Florida Museum of Natural History By Mary Dickey

Photo by Mary Dickey
Nature on Display

I found the design of this exhibit appealing because it had a dark, eerier look to it. All throughout the exhibit was ruined wallpaper and furniture, which was a dramatic change from the rest of the museum. This exhibit helped me to understand the toxic and poisonous nature of plants. One way it did this was it put a replica of the Nettles in a grave-like exhibit to highlight just how dangerous the plant is. I found this exhibit particularly enjoyable because it included videos explaining some of the plants and included folk tales about the plants in the exhibit.

Photo by Mary Dickey
Nature and Ethics

The Natural History Museum highlighted Leopold's point of respecting the land through their Calusa exhibit. In this exhibit, the museum showed how the Calusa respected, loved, and admired the land by using its natural resources. The Calusa built houses made out of palms, using canoes to get around, and obtaining their food by fishing. In this way, I got to experience nature in the ways that Leopold recommends because the Calusa tribe used materials in their own environment, which is a huge contrast from today because many of the things we use are imported. This exhibit gave me a sense of amazement because of the Calusa's way of life. For example, the Calusa tribe made canals by hand which is a very strenuous task if one is only using hands and tools made of shells and wood. The other visitors in the museum also enjoyed this exhibit by taking photos and by going inside the Calusa leader's house. The museum allowed its visitors to connect with nature because one of its exhibits showed how the people who have inhibited the earth have created layers from the first inhabitants to the early American settlers.
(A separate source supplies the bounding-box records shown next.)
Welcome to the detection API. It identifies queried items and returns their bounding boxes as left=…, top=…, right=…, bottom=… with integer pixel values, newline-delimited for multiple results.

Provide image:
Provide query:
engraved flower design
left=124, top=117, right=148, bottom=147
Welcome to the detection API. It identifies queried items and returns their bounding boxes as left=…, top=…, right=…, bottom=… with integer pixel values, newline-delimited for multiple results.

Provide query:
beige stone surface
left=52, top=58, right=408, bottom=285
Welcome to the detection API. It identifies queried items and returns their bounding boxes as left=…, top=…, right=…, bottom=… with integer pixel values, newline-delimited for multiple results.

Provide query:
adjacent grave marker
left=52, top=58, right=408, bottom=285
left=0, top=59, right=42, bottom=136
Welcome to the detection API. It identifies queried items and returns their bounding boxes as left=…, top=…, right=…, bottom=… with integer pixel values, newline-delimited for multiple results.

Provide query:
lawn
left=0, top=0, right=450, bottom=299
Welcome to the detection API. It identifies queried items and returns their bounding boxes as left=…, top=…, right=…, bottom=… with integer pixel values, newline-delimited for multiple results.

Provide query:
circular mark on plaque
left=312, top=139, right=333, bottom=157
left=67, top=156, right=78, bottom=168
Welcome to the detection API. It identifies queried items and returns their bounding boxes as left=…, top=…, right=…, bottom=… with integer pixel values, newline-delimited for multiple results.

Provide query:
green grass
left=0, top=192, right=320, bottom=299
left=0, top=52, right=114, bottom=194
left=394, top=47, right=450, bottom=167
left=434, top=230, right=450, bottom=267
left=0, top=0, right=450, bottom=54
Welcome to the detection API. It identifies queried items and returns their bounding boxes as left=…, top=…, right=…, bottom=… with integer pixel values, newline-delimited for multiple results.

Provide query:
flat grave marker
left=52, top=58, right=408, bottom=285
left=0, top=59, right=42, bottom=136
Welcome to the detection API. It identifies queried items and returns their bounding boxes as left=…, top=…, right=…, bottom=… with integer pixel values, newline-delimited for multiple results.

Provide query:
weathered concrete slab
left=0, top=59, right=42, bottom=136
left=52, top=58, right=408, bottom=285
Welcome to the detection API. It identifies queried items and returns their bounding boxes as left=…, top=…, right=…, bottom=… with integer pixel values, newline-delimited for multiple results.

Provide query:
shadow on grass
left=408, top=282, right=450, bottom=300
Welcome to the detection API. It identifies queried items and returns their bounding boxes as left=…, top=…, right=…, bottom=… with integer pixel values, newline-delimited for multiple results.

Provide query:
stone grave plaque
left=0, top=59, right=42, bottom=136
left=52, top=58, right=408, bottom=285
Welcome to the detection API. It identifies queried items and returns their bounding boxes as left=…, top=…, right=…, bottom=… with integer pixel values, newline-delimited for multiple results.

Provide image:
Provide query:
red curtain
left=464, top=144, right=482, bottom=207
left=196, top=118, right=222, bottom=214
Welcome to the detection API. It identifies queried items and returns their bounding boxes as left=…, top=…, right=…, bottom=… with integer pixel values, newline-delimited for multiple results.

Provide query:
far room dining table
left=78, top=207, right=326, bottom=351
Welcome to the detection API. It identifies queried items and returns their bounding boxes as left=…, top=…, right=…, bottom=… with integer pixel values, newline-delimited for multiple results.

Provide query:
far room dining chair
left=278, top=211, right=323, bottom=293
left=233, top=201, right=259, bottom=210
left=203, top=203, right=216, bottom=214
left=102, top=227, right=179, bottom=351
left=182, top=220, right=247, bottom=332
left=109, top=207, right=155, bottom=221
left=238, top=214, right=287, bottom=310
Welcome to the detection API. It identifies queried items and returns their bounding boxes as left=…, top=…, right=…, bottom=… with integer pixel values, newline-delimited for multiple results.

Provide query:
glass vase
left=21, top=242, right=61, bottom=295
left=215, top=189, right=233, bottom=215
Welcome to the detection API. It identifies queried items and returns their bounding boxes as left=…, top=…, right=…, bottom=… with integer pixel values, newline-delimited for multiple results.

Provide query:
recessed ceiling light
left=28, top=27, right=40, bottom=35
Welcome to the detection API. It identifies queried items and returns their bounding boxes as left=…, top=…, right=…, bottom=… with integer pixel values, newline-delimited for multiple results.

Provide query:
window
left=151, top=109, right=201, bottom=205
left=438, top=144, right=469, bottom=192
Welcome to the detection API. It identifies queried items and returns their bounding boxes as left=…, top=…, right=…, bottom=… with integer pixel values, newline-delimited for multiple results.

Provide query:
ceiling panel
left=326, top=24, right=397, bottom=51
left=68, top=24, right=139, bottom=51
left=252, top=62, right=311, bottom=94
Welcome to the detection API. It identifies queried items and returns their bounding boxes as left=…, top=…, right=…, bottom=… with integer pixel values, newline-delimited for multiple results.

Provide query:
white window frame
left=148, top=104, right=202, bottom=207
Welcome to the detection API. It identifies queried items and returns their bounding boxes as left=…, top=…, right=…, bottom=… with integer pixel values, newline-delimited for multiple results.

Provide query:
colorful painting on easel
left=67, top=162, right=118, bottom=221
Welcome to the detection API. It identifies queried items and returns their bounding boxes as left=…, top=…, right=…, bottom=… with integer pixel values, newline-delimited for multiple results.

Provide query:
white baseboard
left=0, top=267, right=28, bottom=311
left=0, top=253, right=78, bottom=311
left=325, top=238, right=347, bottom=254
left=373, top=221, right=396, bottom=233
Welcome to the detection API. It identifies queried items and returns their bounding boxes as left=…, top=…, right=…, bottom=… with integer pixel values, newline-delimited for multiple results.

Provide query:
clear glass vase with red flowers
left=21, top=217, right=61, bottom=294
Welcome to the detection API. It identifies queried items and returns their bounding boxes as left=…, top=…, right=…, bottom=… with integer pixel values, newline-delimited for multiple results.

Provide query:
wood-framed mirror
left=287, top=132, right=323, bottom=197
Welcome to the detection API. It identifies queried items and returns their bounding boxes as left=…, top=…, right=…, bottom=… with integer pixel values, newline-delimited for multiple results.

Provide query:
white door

This exhibit showed me how important it was to take care of the earth for future generations.

Photo by Mary Dickey
Nature and Human Spirit

One of the ways the Natural History museum helps us to step out of our ordinary lives is through their evolution exhibit. In this exhibit, we can see just how incredible, fascinating, and ever changing life is. Through this exhibit, we can step out of our ordinary lives and see it in the bigger picture. The exhibit contained various skeleton of now extinct animals. For example, this is a picture of the giant ground sloth, which looks way different then the sloth we have come to know. This exhibit also showed skeletons of the terror bird, false saber-toothed cat, and extinct rhinoceros. By seeing how other species evolved, we are able to picture the ways humans adapted to the earth and the reason why we look the way we do.